Using the Beijing PM2.5 dataset, perform two types of feature engineering, creating **lag features (shifting)** and **cyclical time features (encoding)**.

## Task

Your task is to use the [Beijing PM2.5 dataset](https://archive.ics.uci.edu/dataset/381/beijing+pm2+5+data) and implement the data preprocessing and feature engineering steps within the `homework()` function.

1.  **Combining Columns and Creating Index**: Combine the `year`, `month`, `day`, and `hour` columns to create a `datetime` index for a new DataFrame `pm25` containing only the `pm2.5` values.
2.  **Resample Daily**: Resample the data to a daily frequency by taking the last observed value (23:00) for each day, saving it as `pm25_daily`.
3.  **Create Lag Features (add as new columns)**: **Add new columns to `pm25_daily`** for the `pm2.5` value 1, 2, and 3 days prior, named `lag_1`, `lag_2`, and `lag_3`.
4.  **Create Cyclical Time Features (add as new columns)**: From the index, extract the day of month (1-31) and encode it cyclically with \(θ = 2π · day / 31\). **Add new columns** `day_cos` and `day_sin` to `pm25_daily`. \
**Note:** Although months have 28/29/30/31 days, we fix the period at **31** as a simple, consistent approximation of within-month seasonality.
5.  **Return Value**: Return the final DataFrame `pm25_daily` with the following columns **(in this order)**: `pm2.5`, `lag_1`, `lag_2`, `lag_3`, `day_cos`, `day_sin`.

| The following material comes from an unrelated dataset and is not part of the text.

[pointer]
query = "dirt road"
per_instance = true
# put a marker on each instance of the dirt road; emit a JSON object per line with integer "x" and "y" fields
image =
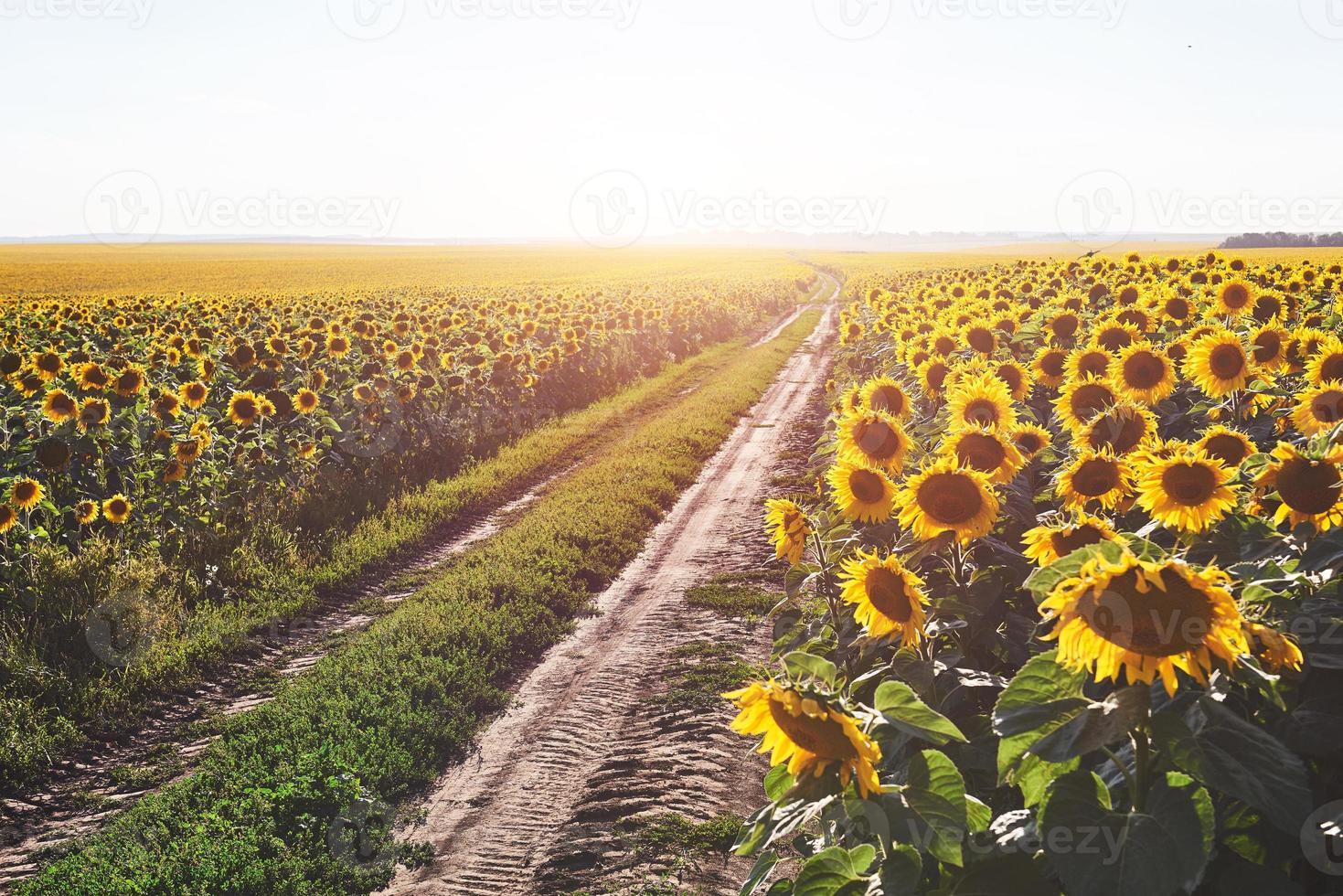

## Inputs/Outputs of `homework()`

* Inputs:
    * `beijing_pm25` (`pd.DataFrame`)
* Outputs:
    * `pm25_daily` (`pd.DataFrame`): DataFrame with the created features
        * The columns should be **(in this order)**: `pm2.5`, `lag_1`, `lag_2`, `lag_3`, `day_cos`, `day_sin`

Note: **Do not include import statements or code for downloading and loading the Beijing PM2.5 dataset.**

## Submission Guidelines
When submitting your solution, only submit the entire `homework()` function. Submit by selecting this week's assignment in the Omnicampus homework section, pasting the function into the submission area, and then clicking [Submit Python Code].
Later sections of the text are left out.